Peut-on faire l’unité par la périphérie ? Par exemple, l’Union européenne en commençant par l’Espagne et la Pologne avant l’intégration éventuelle de la France et de l’Allemagne ? Le monde arabe est-il en train de faire son unité par ses marges ? Économiquement et stratégiquement, sur le théâtre des opérations et dans les médias, l’axe Rabat-Conseil des pays du Golfe n’est plus une option parmi d’autres, mais l’ossature d’un nouveau réalignement arabe qui est parti pour durer une ou deux décennies. Un réalignement régional avec un centre républicain déliquescent, et des marges monarchiques économiquement libérales, et politiquement semi-ouvertes (Jordanie, Maroc, Koweït et Bahreïn) ou traditionnelles et autoritaires (Émirats, Qatar, Arabie…).
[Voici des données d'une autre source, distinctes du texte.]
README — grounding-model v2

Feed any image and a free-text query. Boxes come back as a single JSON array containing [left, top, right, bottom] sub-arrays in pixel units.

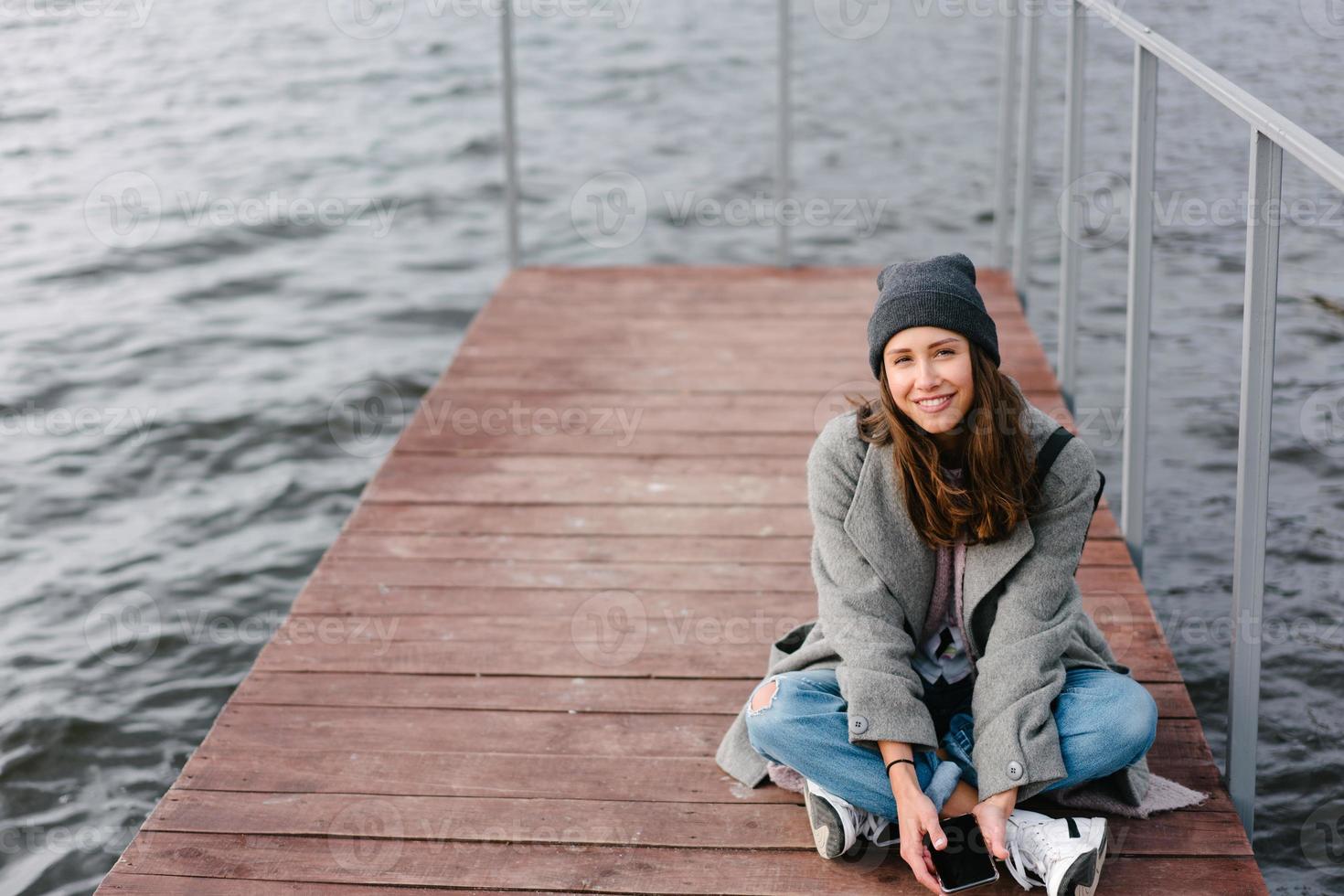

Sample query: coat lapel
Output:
[[844, 435, 1036, 634]]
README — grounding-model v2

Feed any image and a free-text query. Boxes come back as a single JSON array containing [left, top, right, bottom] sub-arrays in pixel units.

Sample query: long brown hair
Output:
[[848, 343, 1039, 548]]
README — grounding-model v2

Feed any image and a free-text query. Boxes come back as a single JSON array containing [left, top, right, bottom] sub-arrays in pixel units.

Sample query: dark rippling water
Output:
[[0, 0, 1344, 893]]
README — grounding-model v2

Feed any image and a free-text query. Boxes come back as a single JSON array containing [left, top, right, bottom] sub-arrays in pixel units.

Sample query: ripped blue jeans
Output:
[[746, 667, 1157, 821]]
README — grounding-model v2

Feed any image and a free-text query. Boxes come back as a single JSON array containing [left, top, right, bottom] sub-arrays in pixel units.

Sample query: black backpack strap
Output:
[[1036, 426, 1075, 500], [1036, 426, 1106, 572]]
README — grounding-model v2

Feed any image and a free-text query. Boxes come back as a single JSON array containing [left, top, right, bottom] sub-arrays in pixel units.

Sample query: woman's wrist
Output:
[[889, 762, 923, 804]]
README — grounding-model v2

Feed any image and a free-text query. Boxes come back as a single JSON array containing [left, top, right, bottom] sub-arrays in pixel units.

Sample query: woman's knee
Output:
[[1115, 678, 1157, 762], [746, 672, 827, 751], [1056, 673, 1157, 768]]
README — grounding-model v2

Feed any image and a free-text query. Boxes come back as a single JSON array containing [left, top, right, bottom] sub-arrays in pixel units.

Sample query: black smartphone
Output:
[[924, 813, 998, 893]]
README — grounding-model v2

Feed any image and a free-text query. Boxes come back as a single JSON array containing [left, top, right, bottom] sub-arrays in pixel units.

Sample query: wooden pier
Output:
[[98, 266, 1267, 896]]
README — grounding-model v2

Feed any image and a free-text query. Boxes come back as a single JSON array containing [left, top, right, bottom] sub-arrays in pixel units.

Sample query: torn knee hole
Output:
[[752, 678, 780, 715]]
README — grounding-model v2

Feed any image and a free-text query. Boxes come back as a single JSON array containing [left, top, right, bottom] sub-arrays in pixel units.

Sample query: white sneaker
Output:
[[803, 778, 901, 859], [1004, 808, 1109, 896]]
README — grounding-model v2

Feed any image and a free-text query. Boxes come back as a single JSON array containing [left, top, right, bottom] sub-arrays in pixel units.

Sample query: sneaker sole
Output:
[[1076, 824, 1110, 896], [1059, 822, 1110, 896], [803, 784, 844, 859]]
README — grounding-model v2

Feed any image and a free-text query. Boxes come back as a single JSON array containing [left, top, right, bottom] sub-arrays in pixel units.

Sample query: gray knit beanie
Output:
[[869, 252, 998, 379]]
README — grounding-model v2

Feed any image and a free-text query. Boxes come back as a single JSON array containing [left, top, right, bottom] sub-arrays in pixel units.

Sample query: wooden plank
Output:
[[337, 498, 1120, 544], [232, 672, 1195, 719], [189, 702, 1212, 762], [293, 584, 1155, 623], [145, 788, 1252, 856], [326, 532, 1130, 566], [257, 623, 1180, 681], [177, 747, 1232, 814], [107, 831, 1264, 896]]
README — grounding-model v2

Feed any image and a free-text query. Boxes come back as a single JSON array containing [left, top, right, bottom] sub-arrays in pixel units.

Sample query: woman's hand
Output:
[[896, 790, 947, 893], [973, 787, 1018, 859]]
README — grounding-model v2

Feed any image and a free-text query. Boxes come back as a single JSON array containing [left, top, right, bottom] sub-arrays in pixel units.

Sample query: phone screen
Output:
[[924, 813, 998, 892]]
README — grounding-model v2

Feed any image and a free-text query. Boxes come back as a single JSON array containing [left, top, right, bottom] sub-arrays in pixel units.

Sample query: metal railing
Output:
[[500, 0, 1344, 837], [1010, 0, 1344, 837]]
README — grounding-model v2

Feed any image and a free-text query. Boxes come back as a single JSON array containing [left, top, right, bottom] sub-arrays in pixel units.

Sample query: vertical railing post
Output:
[[1226, 131, 1284, 838], [500, 3, 518, 270], [1055, 3, 1087, 414], [990, 0, 1019, 270], [1120, 44, 1157, 575], [1012, 0, 1040, 307], [774, 0, 793, 267]]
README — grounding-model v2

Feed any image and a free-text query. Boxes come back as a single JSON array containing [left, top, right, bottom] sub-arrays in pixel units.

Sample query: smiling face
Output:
[[881, 326, 976, 452]]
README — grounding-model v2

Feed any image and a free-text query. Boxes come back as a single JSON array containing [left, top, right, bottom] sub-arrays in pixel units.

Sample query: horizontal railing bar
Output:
[[1074, 0, 1344, 191]]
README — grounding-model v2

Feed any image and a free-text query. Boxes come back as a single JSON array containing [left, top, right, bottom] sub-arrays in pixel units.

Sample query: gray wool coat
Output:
[[715, 403, 1149, 806]]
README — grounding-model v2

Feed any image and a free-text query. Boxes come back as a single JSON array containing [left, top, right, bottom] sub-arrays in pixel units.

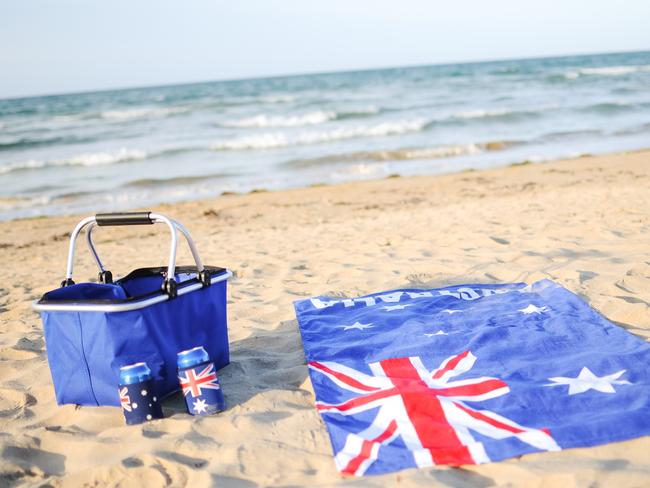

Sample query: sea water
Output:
[[0, 52, 650, 219]]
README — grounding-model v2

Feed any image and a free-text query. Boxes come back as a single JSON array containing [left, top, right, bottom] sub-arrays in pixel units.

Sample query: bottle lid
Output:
[[120, 363, 151, 385], [177, 346, 210, 369]]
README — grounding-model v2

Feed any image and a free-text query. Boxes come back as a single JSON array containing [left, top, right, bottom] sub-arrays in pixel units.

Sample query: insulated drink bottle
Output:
[[118, 363, 163, 425], [178, 346, 226, 415]]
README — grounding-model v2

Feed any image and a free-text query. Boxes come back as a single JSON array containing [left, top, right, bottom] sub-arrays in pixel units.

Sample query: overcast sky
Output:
[[0, 0, 650, 98]]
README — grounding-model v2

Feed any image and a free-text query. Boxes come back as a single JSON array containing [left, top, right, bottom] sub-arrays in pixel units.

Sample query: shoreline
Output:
[[0, 150, 650, 487], [0, 147, 650, 224]]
Pour tout connaisseur, même superficiel, de l’histoire politique du monde arabe moderne, l’ironie est frappante. L’expression “du Golfe à l’Atlantique”, forgée par les panarabistes il y a plus d’un siècle, renvoyait à une vision extensive de la notion d’arabité. Le cœur du monde arabe était, et reste toujours, l’Égypte et la grande Syrie, avec leur marge proche, Mésopotamie, Yémen et Hedjaz. C’est là que les nationalistes arabes cherchaient leur “État pivot”, leur Prusse autour de laquelle se ferait l’unité politique arabe. L’Irak, la Syrie, l’Égypte ? Les candidats n’étaient pas très nombreux. Quant au “Golfe” ou à “l’Atlantique”, c’est par jacobinisme assimilationniste que les panarabistes octroyèrent, généreusement, le statut d’arabité au Golfe semi-indien, et au Maghreb semi-berbère. À ces marges, ici des émirats maritimes pauvres et tournés vers l’Inde, là des colonies françaises peuplées de Berbères, les nationalistes du Caire, de Damas et de Bagdad décidèrent d’apporter la civilisation.

Un siècle plus tard, on voit toute l’ironie monstrueuse de ce réalignement : désormais, le peu de stabilité dans le monde arabe vient précisément de ces zones longtemps considérées comme à peine arabes, et en tout cas trop arriérées pour prétendre à un quelconque rôle.

Je ne sais pas si les têtes couronnées rassemblées à Riyad se sont souvenues de la morgue des présidents à képi envers les monarchies. Cette condescendance des républiques autoritaires envers les trônes, c’était aussi l’arrogance du centre arabe envers ses marges. Les marges ont gagné. Quelle conclusion en tirer ? La conclusion modeste, c’est la naissance d’une architecture géopolitique inédite, où des piliers latéraux soutiendraient le trou noir central. La conclusion métahistorique, c’est que le monde arabe lui-même ne fut qu’un mirage géopolitique, né avec Mohammed Ali. La condition de son incarnation, c’était la stabilisation d’un pôle de puissance central égypto-syrien. Mohammed Ali a échoué, Nasser a échoué, le Baas a échoué.

La région, graduellement, revient à sa condition historique : elle est toujours contrôlée par un empire extérieur, hier ottoman, perse ou britannique, aujourd’hui turc, israélien, iranien ou américain. Le Golfe, longtemps périphérique à la région, un Golfe plus musulman qu’arabe en vérité, cherche à s’imposer dans la mesure même où il est une puissance extérieure au cœur syro-égyptien. Le Maroc, dans cette optique, a sa place dans l’alliance précisément parce qu’il est à peine arabe. C’est en tant que puissance islamo-berbère, peu contaminée par le républicanisme arabiste, qu’il est invité par le CCG, cercle de puissances islamo-asiatiques. Pour que le Maroc ne s’embourbe pas dans une scène historique brumeuse, son identité monarchique islamo-berbère doit être rappelée.